The Governor of American Samoa is asking the Interior Department for money to explore a review of the territory's political status. The biggest employer - the Starkist Tuna cannery says a minimum wage hike and federal restrictions on fishing could force the company to relocate. A frustrated local government says those policies are outside its control. We have more from Neal Conan in the Pacific News Minute.
Last month - the National Marine Fisheries Service rejected a petition to exempt American Samoa from restrictions intended to conserve dwindling populations of tuna. At just about the same time, a minimum wage hike of forty cents an hour took effect. In a statement to an industry website called Undercurrent News - Starkist said American Samoa used to have three factors in its favor: duty free access to the US market, a wage system reflective of the local, not the mainland economy, and a reliable supply of direct delivered fish. "All those factors have been negatively impacted in the last six months," the company said, and noted that the pending Trans Pacific Partnership would increase competition from countries like Vietnam.

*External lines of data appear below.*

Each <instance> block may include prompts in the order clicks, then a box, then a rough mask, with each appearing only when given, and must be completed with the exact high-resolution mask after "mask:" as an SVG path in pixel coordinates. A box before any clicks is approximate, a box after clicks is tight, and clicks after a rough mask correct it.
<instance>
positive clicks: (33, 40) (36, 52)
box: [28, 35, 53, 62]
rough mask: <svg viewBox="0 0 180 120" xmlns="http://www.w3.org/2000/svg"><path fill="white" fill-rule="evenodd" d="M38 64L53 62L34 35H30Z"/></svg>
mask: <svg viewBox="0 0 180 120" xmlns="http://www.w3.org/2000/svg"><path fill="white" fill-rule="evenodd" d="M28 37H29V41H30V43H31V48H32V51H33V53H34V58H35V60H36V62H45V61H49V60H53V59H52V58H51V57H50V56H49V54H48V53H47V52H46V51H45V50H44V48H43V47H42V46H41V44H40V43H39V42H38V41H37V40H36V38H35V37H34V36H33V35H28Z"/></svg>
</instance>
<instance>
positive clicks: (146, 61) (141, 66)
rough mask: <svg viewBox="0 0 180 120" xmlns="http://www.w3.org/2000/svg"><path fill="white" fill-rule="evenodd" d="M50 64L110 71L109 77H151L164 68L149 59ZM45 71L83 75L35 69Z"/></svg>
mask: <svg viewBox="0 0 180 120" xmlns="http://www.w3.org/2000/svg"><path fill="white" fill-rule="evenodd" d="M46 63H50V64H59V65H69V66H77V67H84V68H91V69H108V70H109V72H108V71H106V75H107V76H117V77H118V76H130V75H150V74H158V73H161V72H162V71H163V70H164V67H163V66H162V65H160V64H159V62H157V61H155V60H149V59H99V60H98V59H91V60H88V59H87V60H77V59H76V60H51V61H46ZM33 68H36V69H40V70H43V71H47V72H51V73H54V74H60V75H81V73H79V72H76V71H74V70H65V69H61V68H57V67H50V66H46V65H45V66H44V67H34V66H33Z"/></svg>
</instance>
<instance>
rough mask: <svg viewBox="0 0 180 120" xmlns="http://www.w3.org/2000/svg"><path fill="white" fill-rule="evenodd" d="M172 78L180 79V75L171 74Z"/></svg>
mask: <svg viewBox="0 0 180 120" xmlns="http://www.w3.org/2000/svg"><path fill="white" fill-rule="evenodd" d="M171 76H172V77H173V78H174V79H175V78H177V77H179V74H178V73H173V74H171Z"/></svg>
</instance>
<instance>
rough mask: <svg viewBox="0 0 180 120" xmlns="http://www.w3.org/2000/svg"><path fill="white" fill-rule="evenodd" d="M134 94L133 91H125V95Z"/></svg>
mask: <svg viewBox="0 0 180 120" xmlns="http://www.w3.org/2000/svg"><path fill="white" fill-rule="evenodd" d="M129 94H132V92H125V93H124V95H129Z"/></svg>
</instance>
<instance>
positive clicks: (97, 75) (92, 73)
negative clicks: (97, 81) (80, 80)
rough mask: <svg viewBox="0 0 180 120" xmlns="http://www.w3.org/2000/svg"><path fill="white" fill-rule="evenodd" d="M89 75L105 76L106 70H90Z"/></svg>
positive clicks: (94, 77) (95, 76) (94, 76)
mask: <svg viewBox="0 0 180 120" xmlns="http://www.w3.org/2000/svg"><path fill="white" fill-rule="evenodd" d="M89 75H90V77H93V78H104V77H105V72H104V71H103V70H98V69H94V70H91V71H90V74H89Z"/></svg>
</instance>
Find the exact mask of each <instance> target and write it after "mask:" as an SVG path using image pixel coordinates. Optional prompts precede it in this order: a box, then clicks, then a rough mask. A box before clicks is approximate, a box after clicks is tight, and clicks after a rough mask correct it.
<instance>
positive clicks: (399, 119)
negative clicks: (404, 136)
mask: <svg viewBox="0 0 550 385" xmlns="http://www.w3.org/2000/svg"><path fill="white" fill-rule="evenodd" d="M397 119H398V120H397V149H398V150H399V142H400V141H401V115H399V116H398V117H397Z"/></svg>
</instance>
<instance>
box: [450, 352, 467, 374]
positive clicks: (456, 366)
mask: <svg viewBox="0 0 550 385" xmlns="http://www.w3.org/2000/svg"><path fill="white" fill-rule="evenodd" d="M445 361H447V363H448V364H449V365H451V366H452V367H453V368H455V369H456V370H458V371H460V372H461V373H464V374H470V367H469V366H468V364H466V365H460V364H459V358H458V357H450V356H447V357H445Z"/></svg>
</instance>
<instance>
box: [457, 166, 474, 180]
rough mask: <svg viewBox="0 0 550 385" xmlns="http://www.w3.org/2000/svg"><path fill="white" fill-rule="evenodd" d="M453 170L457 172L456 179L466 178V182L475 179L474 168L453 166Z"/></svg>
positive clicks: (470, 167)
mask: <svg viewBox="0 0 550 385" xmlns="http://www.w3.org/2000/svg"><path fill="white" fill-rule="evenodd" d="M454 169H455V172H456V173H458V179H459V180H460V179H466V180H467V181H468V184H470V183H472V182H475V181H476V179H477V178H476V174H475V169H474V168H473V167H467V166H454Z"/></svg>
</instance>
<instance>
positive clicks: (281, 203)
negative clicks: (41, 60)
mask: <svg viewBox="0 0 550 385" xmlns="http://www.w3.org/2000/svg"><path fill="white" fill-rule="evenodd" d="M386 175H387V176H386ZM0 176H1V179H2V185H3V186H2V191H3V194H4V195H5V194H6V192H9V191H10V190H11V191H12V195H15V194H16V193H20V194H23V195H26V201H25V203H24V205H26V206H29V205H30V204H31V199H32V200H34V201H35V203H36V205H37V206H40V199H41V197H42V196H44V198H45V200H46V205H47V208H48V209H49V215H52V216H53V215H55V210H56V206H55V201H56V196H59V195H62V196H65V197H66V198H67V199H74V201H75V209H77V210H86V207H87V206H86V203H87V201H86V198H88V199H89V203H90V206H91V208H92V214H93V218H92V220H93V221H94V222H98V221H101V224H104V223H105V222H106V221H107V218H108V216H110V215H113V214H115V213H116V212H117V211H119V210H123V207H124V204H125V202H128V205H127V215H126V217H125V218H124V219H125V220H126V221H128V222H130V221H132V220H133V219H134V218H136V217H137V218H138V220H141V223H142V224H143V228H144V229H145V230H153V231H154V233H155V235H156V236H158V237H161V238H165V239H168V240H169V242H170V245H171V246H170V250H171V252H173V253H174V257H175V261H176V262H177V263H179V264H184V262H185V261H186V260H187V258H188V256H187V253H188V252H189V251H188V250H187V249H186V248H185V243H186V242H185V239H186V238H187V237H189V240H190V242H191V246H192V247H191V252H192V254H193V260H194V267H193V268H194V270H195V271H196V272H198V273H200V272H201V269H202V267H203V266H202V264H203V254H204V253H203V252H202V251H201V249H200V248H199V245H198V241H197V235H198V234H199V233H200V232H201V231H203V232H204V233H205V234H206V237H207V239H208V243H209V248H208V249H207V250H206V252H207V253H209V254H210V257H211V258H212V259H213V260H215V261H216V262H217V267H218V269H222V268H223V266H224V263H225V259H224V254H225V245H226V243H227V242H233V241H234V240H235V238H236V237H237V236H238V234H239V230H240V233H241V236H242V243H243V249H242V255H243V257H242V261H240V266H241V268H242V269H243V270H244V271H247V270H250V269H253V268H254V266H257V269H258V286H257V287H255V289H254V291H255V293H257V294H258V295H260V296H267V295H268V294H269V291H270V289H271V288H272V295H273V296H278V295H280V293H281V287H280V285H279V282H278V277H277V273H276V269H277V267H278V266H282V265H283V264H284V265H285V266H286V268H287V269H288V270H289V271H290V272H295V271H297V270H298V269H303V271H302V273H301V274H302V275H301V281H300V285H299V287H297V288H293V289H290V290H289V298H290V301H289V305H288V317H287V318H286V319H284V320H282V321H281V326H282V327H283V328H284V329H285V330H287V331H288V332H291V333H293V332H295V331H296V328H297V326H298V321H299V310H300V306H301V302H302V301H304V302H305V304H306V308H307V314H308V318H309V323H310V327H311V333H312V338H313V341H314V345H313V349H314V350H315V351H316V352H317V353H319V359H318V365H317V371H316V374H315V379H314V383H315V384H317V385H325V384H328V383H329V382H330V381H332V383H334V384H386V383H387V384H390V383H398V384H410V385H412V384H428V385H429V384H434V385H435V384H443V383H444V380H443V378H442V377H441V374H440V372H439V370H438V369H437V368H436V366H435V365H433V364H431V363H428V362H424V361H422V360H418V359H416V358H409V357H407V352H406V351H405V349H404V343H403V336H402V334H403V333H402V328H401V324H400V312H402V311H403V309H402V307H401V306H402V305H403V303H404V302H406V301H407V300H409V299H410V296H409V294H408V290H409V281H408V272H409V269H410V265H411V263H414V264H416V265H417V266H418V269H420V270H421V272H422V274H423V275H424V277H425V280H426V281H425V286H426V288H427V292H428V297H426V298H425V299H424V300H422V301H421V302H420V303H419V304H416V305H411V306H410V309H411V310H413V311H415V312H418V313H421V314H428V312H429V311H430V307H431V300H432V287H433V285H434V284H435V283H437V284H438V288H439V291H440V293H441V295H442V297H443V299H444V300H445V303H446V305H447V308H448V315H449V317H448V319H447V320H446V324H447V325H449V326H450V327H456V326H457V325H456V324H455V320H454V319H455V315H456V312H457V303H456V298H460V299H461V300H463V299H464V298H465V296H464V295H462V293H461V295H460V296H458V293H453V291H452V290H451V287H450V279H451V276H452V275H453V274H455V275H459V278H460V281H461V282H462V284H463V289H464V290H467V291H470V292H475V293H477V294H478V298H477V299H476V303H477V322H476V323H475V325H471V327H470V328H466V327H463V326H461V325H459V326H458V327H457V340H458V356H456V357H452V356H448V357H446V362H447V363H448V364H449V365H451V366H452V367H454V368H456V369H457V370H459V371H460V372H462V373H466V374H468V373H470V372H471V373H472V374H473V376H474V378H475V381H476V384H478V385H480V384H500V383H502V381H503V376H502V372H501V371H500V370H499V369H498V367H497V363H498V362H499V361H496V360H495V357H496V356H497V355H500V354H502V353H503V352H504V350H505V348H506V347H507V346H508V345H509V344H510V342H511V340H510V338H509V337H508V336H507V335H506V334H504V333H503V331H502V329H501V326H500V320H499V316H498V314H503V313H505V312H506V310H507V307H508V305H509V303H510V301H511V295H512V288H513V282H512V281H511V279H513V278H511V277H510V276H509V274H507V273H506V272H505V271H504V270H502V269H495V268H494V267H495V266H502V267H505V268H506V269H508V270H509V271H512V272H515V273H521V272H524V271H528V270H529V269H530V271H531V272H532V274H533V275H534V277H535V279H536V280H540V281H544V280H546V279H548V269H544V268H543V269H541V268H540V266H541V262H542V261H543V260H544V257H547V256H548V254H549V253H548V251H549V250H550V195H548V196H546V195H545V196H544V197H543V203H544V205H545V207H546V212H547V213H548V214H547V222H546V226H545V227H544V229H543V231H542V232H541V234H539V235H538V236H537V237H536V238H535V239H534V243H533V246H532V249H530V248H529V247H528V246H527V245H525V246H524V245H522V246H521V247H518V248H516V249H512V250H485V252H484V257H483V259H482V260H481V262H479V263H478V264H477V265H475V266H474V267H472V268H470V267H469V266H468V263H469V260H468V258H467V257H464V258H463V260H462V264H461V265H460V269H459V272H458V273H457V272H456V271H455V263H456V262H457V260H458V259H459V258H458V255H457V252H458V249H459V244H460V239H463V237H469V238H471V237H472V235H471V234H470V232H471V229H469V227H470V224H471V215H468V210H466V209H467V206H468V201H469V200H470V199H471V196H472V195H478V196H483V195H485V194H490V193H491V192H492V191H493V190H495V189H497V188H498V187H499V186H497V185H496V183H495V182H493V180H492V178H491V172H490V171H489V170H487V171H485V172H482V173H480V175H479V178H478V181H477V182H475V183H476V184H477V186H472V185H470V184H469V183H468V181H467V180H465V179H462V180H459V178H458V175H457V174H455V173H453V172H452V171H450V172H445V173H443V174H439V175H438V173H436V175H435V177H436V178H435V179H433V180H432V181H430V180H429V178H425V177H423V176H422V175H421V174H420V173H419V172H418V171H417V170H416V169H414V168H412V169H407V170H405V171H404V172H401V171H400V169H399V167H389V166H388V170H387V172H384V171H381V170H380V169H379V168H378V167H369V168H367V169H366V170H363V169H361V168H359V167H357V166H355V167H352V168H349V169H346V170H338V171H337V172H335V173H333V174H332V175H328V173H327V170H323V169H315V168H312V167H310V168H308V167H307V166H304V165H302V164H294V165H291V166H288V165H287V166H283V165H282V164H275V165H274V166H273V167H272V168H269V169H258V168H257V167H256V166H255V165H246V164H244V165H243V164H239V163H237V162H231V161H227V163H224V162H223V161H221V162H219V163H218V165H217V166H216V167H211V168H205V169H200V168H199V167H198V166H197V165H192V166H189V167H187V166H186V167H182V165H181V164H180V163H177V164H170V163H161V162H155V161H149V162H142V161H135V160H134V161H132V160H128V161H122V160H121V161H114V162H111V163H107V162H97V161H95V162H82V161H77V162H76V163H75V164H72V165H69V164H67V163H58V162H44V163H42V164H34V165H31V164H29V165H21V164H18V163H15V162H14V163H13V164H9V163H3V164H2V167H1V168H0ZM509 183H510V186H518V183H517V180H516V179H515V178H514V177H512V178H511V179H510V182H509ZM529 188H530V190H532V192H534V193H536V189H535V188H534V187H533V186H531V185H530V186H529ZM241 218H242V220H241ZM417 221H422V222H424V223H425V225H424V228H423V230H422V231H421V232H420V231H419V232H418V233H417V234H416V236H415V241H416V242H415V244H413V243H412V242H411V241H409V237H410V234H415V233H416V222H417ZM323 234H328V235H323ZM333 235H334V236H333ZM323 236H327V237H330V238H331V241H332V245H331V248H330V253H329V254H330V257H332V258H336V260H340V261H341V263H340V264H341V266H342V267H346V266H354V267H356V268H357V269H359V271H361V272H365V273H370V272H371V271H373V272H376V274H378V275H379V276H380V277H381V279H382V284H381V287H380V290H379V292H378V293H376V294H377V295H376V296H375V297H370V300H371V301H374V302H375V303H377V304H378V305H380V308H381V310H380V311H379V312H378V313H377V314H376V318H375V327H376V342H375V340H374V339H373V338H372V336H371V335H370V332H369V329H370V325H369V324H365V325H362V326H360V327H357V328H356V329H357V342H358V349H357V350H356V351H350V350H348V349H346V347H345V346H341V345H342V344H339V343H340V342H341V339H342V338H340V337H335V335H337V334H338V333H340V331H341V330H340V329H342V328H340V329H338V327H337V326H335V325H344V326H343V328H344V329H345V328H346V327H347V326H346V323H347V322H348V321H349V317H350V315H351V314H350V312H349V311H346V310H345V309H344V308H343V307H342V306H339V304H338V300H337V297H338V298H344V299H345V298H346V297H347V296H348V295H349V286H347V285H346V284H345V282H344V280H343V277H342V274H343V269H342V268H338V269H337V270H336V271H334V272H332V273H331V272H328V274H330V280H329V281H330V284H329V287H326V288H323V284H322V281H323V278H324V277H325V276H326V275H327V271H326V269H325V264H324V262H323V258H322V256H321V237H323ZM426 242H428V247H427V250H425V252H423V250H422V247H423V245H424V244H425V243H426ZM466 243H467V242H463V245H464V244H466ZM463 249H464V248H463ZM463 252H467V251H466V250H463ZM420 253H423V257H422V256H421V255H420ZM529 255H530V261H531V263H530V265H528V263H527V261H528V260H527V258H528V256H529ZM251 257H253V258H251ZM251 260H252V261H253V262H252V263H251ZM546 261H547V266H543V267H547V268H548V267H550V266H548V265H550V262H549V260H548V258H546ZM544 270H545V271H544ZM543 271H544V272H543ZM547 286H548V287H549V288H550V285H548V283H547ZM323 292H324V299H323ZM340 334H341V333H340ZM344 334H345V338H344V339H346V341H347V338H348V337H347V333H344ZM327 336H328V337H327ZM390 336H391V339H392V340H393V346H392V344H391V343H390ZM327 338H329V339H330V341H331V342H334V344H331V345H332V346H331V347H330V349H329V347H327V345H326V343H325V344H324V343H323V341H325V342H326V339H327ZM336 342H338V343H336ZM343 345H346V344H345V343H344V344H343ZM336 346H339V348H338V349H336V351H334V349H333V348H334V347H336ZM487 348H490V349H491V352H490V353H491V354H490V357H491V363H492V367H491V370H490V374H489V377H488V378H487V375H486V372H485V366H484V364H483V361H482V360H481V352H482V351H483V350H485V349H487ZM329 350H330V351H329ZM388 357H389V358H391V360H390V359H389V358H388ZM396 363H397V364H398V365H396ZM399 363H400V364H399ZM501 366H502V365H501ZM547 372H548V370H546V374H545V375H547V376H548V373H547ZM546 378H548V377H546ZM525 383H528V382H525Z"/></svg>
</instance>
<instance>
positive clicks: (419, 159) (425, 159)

Starkist - owned by a South Korean conglomerate Dongwon Industries may relocate to Ecuador or Senegal. Starkist and TriMarine, the other cannery - are by far the territory's largest employers. This week Governor Lolo Moliga called a meeting with the local legislature: the Fono, which decided to take the first steps toward a constitutional review, which could eventually lead to greater autonomy, or even independence. American Samoa has been an unincorporated territory of the United States since the turn of the twentieth century. It's on the United Nations list of non-self-governing territories - changes proposed by the last constitutional review were defeated by voters in 2010.